Some Do

By MATT SALYER

Check me on fleek like the night
kitchen mothers, pucker and hum some; come,
I like to liquor louche; let’s watch the flock
of spring-heeled bound as borough cabs
exhaust their carbon phantoms like a gauche
of fuck. Do you unzoo, unrouge
to rat as white, what roughshod? Do.
I want the carnal as straight metacognition,
our sexes matted like the primitive hardwire
of teleological automata,
arguing my provenance against
the famous world of time; priming
the nether, I knee-jerk the genuflections
of penetration, a justified machine. Grind
the gear-work, make you wonder whether,
want. I could watch you till the kingdom comes.

MATT SALYER is a Pushcart-nominated writer and assistant professor at West Point. His work has appeared in Massachusetts Review, Poetry Northwest, Narrative, The Common, Beloit Poetry Journal, New Orleans Review, Hunger Mountain, and other publications.
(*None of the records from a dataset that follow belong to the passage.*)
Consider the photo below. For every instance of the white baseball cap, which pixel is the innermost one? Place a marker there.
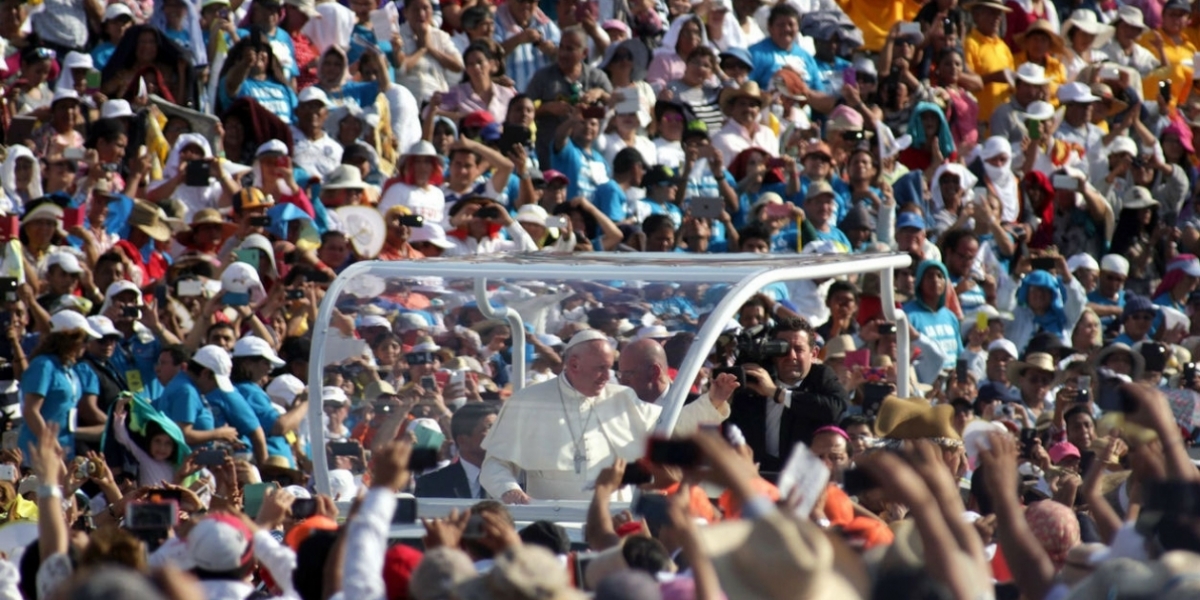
(1006, 346)
(216, 359)
(71, 321)
(313, 94)
(285, 389)
(334, 394)
(431, 233)
(117, 10)
(1115, 263)
(66, 261)
(105, 325)
(1083, 261)
(253, 346)
(115, 108)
He was a semifinalist for the Brittingham and Pollak Prizes in Poetry in 2016, and a finalist for The Iowa Review Award in 2016 and 2017. His first poetry collection, Ravage and Snare, is forthcoming in late 2017 from Pen and Anvil Press. A cultural history of the British Empire, As We Was Kings, is on contract for 2018 publication.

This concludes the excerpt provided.